Well, Dr. Reddy's we have evaluated and we have looked at what they do and actually they have been known for many different things and they have gotten into clinical trial for a while and they have several clinical trials they are running across with different companies. So that's one thing and then you mentioned the result of the observation of study that we have in gastric cancer that study was critical for us to know, but the patient that we are going to include in that specific study, what is the overall pool of patients who was qualifying. That would include for example the HER2 positivity as well as HLA A2 plus and A3 plus. So when you look at this population, at least a quarter of them will qualified for that. Given the incidence of gastric cancer, especially in India and overall in Asia we see very high and that’s probably because of the very strong incidence of H. pylori in those population than gastric cancer secondary to that infection. We think that 25% is going to be a very sizable population to include in that study.

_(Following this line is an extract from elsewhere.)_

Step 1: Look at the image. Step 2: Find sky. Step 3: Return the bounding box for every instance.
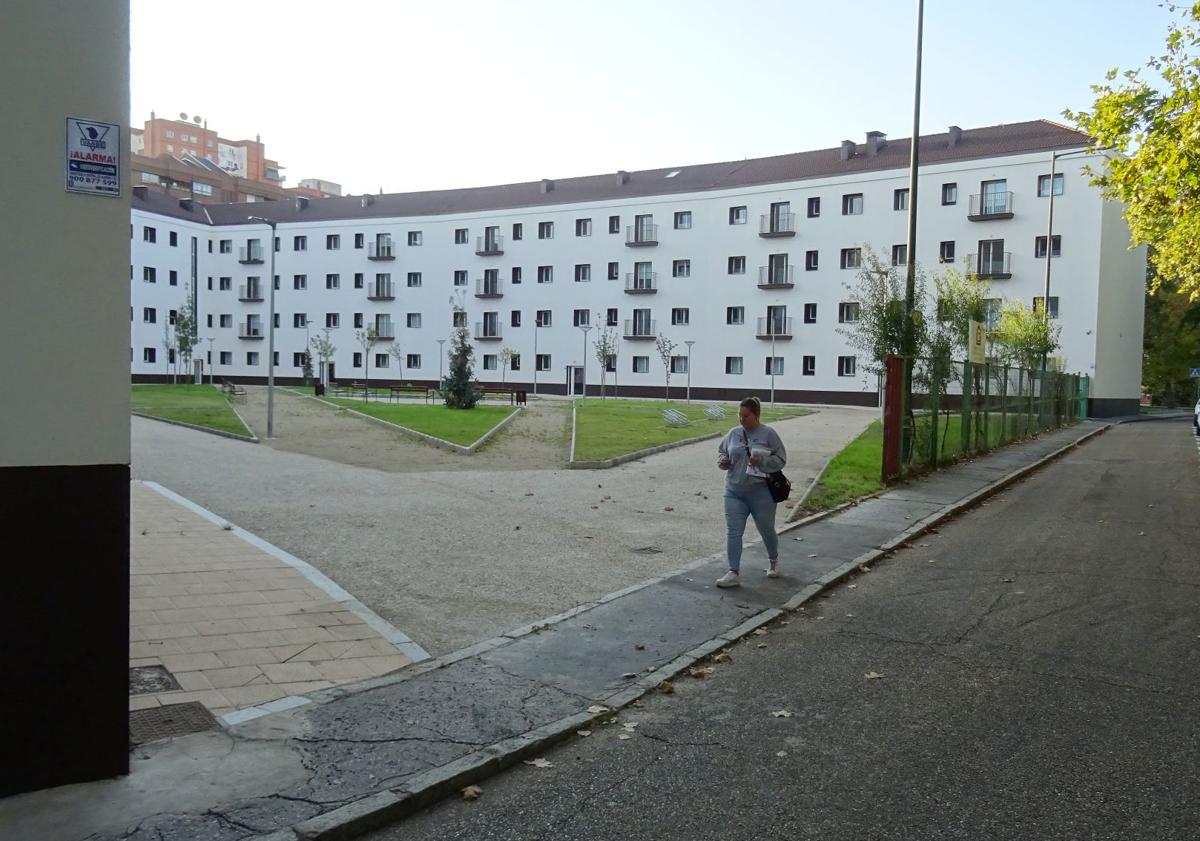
[131,0,1176,196]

Vernon, I think maybe another answer to your question or another point you are making with your question. So first of all, the part of the slowness in getting started is not really Dr. Reddy's, it's a Indian Regulatory Authorities there. I don't know if you have worked with any companies that run files in India, but in last five or ten years, India has become much slower getting trials started, especially where the agent maybe coming from outside of the country. And so we are making progress there. Dr. Reddy's has been working very hard with the regulatory authorities there and we've cleared a couple of operational administrative hurdles, so we're optimistic we'll get started later this year. Dr. Reddy's actually does run a number of trials has run and is running a number of trials and while they are not known as a branded company, they do in fact have a number of program products that they run in India and they are working towards moving a little bit more in that interaction. So they have experience, they certainly know how to do it, we've got a joined operations team that we need on a regular basis. So we're very familiar with their group and the folks that are doing the work and we've got a lot of confidence in them. I would again reiterate that the issue is really more on the regulatory and the governmental side and the speed at which the bureaucracy moves more so than with Dr. Reddy’s.

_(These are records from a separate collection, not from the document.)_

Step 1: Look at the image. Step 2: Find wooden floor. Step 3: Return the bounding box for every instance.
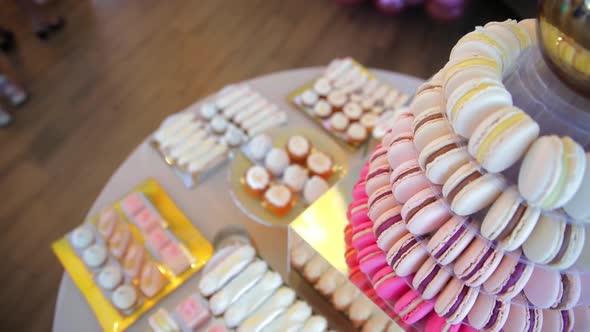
[0,0,516,330]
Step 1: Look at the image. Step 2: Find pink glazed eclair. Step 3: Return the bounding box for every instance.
[390,158,431,204]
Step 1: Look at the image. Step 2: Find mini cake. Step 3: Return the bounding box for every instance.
[109,224,132,259]
[347,123,368,144]
[224,127,243,147]
[343,102,363,121]
[149,308,180,332]
[123,242,145,279]
[264,148,290,177]
[313,77,331,97]
[307,151,333,179]
[245,165,271,197]
[210,115,228,135]
[82,243,108,268]
[301,90,319,107]
[70,225,94,249]
[159,243,192,276]
[327,91,347,111]
[247,134,273,161]
[112,284,139,312]
[175,296,211,330]
[283,165,309,193]
[303,176,330,205]
[199,103,218,121]
[313,100,332,118]
[264,184,294,216]
[97,208,120,240]
[286,135,312,163]
[329,113,350,132]
[97,265,124,291]
[360,113,379,131]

Yes, unfortunately I understand a little bit about the bureaucracy, because as you would probably know at this day and age with such a large and growing epidemic [indiscernible] they still don't even have all the types of insulins that we have. I'm excited mostly because that's the numbers we have, 35,000 new cases of gastric cancer a year and 25% of the population certainly from suffering that maybe eligible for the Phase II that is a huge number and look largely the progress there and congrats again on all what you have overcome in the past two years.

Yes, well one of the things that we hope to do is, as you know H&N trial, we're also looking at HLA A24, 26 patients. Should we get positive data out of that, it’s certainly my expectation that I would hope that would translate to gastric and of course we would have to do that experiment, but that would allow us to potentially expand that patient population considerably. So again under the guidance of the supportive trials that are looking to expand the potential for NeuVax expanding to that population is certainly one of the key steps.

Yes. Looking forward to the progress. Thanks again for taking my questions.

Great. Thank you Vernon. Okay. I want to thank everybody very much for your attendance and the questions. And look forward to talking to everybody next quarter.